Cultura nefasta

Maioria do STF decide que inquérito que apura ‘fake news’ é válido

Ao votar, o ministro Alexandre de Moraes afirmou que a liberdade de expressão – invocada por extremistas bolsonaristas – não se confunde com ameaça, coação e atentado

Nelson Jr./SCO/STF
Nelson Jr./SCO/STF
O ministro Dias Toffoli chega ao plenário para dirigir sessão virtual que decidiu pela validade do inquérito que pode complicar situação de Bolsonaro no cargo

São Paulo – O Supremo Tribunal Federal formou maioria a favor da validade do inquérito das fake news, ao retomar o julgamento, suspenso na semana passada. A votação está 8 a 0 pela continuidade do inquérito, com posicionamento dos ministros Edson Fachin (relator da ação ajuizada pela Rede contra o inquérito), Alexandre de Moraes (relator do inquérito), Luís Roberto Barroso, Rosa Weber, Luiz Fux, Cármen Lúcia, Ricardo Lewandowski e Gilmar Mendes.

O julgamento foi suspenso e deve ser retomado na próxima quarta-feira (24). Faltam votar os ministros Marco Aurélio, Celso de Mello e Dias Toffoli, presidente do STF. Mesmo com maioria formada, nenhum julgamento de plenário pode ser considerado definitivo antes do resultado final ser proclamado, mas dificilmente uma maioria formada é revertida, o que exigiria uma reviravolta e mudança de votos improváveis e raras.

Ao votar, pela manhã, Alexandre de Moraes afirmou que a liberdade de expressão não se confunde com ameaça, coação e atentado. A liberdade de expressão tem sido invocada pelos bolsonaristas de extrema direita para justificar os ataques ao STF e ministros.

Ameaças

Moraes citou mensagens enviadas por “militantes” contra a Suprema Corte. “Que estuprem e matem as filhas dos ordinários ministros do Supremo” foi uma delas. “Em nenhum lugar do mundo isso é liberdade de expressão. Isso é bandidagem. Isso é criminalidade”, disse em seu voto.

“Quanto custa atirar a queima roupa nas costas de cada ministro filha da puta do STF que queira acabar com prisão em segunda instância?

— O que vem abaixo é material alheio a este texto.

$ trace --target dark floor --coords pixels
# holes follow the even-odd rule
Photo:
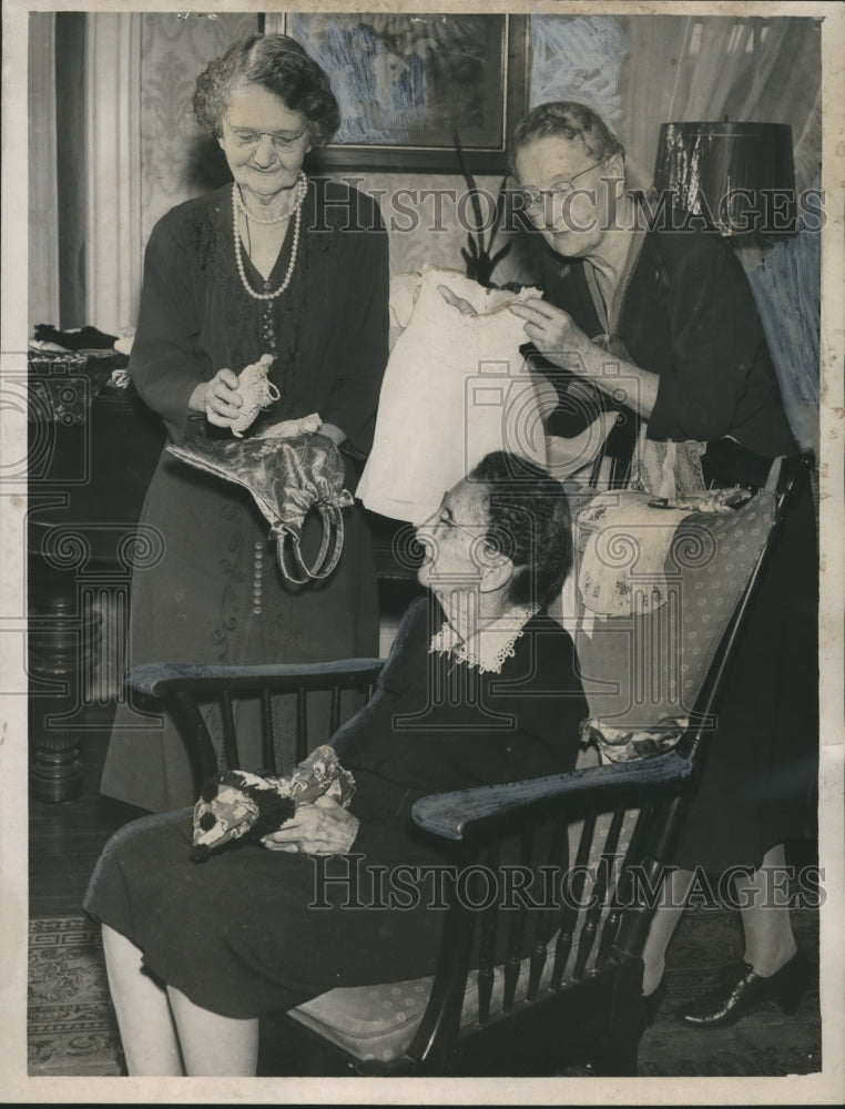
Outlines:
[[[82,796],[63,804],[30,801],[30,916],[79,916],[91,871],[112,832],[138,813],[98,792],[108,732],[86,737]],[[803,857],[802,857],[803,856]],[[808,861],[796,845],[796,862]],[[818,915],[793,914],[798,942],[818,966]],[[676,1005],[714,983],[721,965],[742,957],[735,914],[685,914],[666,960],[668,997],[643,1037],[640,1072],[651,1076],[812,1074],[821,1069],[818,989],[814,983],[798,1013],[784,1017],[775,1004],[735,1028],[699,1031],[672,1018]]]

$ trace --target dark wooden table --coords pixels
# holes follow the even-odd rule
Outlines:
[[[122,365],[30,357],[30,783],[42,801],[79,796],[80,740],[103,708],[95,663],[120,667],[132,568],[160,554],[138,520],[164,431],[131,386],[110,384]],[[119,642],[103,642],[104,606]]]

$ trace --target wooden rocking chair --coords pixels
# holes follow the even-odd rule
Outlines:
[[[499,898],[474,908],[467,898],[471,884],[458,896],[449,883],[434,976],[333,989],[274,1017],[265,1022],[263,1074],[526,1076],[584,1065],[600,1075],[637,1074],[640,955],[654,908],[649,891],[659,888],[662,861],[671,857],[754,582],[804,466],[791,461],[787,471],[784,464],[776,492],[760,491],[736,510],[688,517],[660,567],[664,601],[658,608],[641,613],[634,606],[597,619],[589,633],[579,620],[590,734],[603,751],[601,765],[424,797],[414,806],[414,821],[451,845],[457,873],[482,866],[485,872],[469,873],[506,879],[505,861],[544,865],[567,876],[569,896],[560,907],[522,904],[503,923]],[[589,502],[591,495],[584,496]],[[665,513],[641,495],[612,496],[620,505],[640,497],[642,526],[664,527]],[[611,510],[610,529],[613,518]],[[630,530],[625,525],[622,538],[632,540],[629,581],[637,584],[642,551]],[[577,576],[590,547],[589,536],[578,539]],[[647,573],[640,584],[650,583]],[[379,667],[366,659],[302,667],[144,665],[129,680],[180,723],[198,786],[218,764],[203,711],[210,703],[220,706],[222,762],[234,767],[233,704],[259,699],[264,761],[272,767],[274,696],[296,701],[298,760],[325,740],[308,734],[309,701],[329,700],[333,730],[343,691],[371,692]],[[666,679],[656,692],[655,674]],[[680,740],[660,752],[668,718],[675,728],[678,718],[685,723]],[[650,750],[659,753],[638,757]],[[502,943],[507,955],[497,964]]]

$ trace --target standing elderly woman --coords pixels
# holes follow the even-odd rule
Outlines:
[[[562,486],[488,455],[420,540],[429,593],[408,610],[375,696],[332,741],[355,777],[348,808],[301,805],[264,846],[202,865],[190,810],[136,821],[103,852],[85,908],[103,924],[130,1075],[254,1075],[263,1014],[431,974],[442,914],[426,878],[410,905],[407,884],[394,907],[383,886],[393,866],[414,883],[414,867],[448,862],[415,834],[414,802],[573,769],[587,702],[572,641],[546,611],[572,563]],[[304,853],[349,851],[365,857],[365,907],[350,912],[344,883],[327,882],[330,907],[313,908]]]
[[[704,475],[715,485],[764,485],[772,460],[798,448],[730,245],[690,227],[647,226],[625,187],[621,144],[582,104],[533,109],[517,128],[513,160],[525,207],[549,250],[546,297],[512,311],[558,375],[560,418],[580,407],[589,423],[608,398],[629,426],[647,420],[652,441],[705,442]],[[764,997],[791,1008],[807,984],[788,910],[764,902],[766,872],[783,864],[784,841],[813,826],[816,581],[807,482],[762,576],[678,847],[681,899],[695,866],[747,871],[736,879],[749,906],[745,958],[716,993],[680,1010],[696,1027],[732,1024]],[[645,994],[661,980],[678,917],[656,914]]]
[[[303,172],[308,151],[339,125],[328,77],[294,40],[252,35],[200,75],[194,110],[234,182],[180,204],[153,228],[130,376],[174,442],[228,436],[243,399],[240,372],[272,355],[281,398],[247,434],[318,414],[354,489],[353,460],[371,445],[387,360],[388,245],[374,201]],[[359,508],[347,512],[343,557],[320,588],[283,582],[245,490],[166,451],[143,522],[160,531],[164,554],[133,580],[130,663],[377,653],[375,570]],[[152,811],[194,800],[170,722],[155,734],[119,711],[102,792]]]

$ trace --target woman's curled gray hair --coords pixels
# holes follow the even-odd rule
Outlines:
[[[574,100],[551,100],[532,108],[517,124],[511,140],[511,164],[521,146],[550,135],[569,142],[580,141],[595,162],[603,162],[614,154],[625,152],[622,143],[592,108]]]
[[[572,525],[563,486],[541,466],[505,450],[486,455],[468,480],[487,486],[485,541],[513,562],[511,603],[544,608],[572,568]]]
[[[286,34],[251,34],[203,70],[194,89],[194,115],[215,138],[234,88],[257,84],[308,121],[313,146],[325,146],[340,126],[340,108],[326,72]]]

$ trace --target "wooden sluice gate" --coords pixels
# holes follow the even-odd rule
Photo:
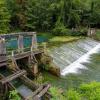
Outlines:
[[[24,48],[24,37],[31,37],[30,49],[26,50]],[[17,38],[18,49],[7,51],[6,48],[6,39],[12,37]],[[51,95],[48,93],[50,84],[44,84],[38,86],[31,79],[27,77],[27,72],[30,71],[31,74],[35,75],[38,73],[38,61],[35,58],[35,55],[42,55],[43,50],[38,49],[37,39],[35,32],[22,32],[14,34],[4,34],[0,35],[0,68],[6,66],[7,69],[11,71],[10,75],[3,75],[0,73],[0,84],[6,86],[5,91],[8,91],[8,88],[11,90],[17,90],[19,95],[23,100],[39,100],[40,98],[47,98],[49,100]],[[27,69],[21,68],[17,61],[27,58],[28,67]],[[22,85],[19,88],[16,88],[13,81],[20,80]],[[19,82],[19,81],[18,81]],[[43,99],[45,100],[45,99]]]

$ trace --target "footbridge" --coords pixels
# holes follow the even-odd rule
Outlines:
[[[5,97],[10,90],[17,90],[23,100],[50,99],[50,84],[38,86],[27,77],[28,73],[38,73],[38,63],[43,53],[37,45],[35,32],[0,35],[1,97]],[[25,68],[23,63],[27,65]]]

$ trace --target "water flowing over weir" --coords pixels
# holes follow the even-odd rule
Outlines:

Se acabarem com prisão em segunda instância só nos resta jogar combustível e tocar fogo no plenário com ministros barbies dentro”, continuou o relator do inquérito, mencionando outra ameaça.

A “coordenadora” do grupo neofascista “300 do Brasil”, Sara Winter, presa na segunda-feira (15), chegou a fazer ameaças diretas a Moraes. “A gente vai descobrir os lugares que o senhor frequenta, quem são as empregadas domésticas que trabalham para o senhor. A gente vai descobrir tudo da sua vida, até o senhor pedir para sair”, disse, entre outras ameaças.

Instituições

Gilmar Mendes também mencionou as “graves ameaças à vida de ministros do Supremo e seus familiares”, especialmente o próprio Moraes. Segundo Gillmar, citando doutrina norte-americana, fake news provocam forte impacto sobre as instituições republicanas dos Estados Unidos. Ele citou uma “cultura nefasta” os ataques ao tribunal incentivado por fake news.

A tensão entre o governo Jair Bolsonaro e o STF tem subido a cada semana, e, desde segunda-feira, atingiu seu ponto máximo. Depois da prisão de Sara Winter, no dia seguinte foram executados, pela PF, 21 mandados de busca e apreensão contra aliados do presidente Jair Bolsonaro, por determinação de Alexandre de Moraes.

Na mesma terça, foi divulgado que Moraes mandou quebrar sigilos fiscais e bancários de 10 deputados e um senador apoiadores de Bolsonaro. Bolsonaro reagiu à quebra de sigilo dos aliados, mais uma vez, com seu linguajar característico, com ameaças veladas ou diretas.

“Em 1970, eu já estava na luta armada e conheço tudo o que está acontecendo no Brasil”, disse. “Eu não vou ser o primeiro a chutar o pau da barraca. Eles estão abusando. Isso está a olhos vistos. O ocorrido no dia de ontem, no dia de hoje, quebrando sigilo de parlamentares, não tem história nenhuma visto numa democracia por mais frágil que ela seja. Então, está chegando a hora de tudo ser colocado no devido lugar”, ameaçou o chefe do Executivo.

Na opinião do cientista político Roberto Amaral, a grande preocupação do bolsonarismo são as apurações em torno das fake news. Isso porque são objeto não só do inquérito no STF como também de uma CPMI no Congresso Nacional.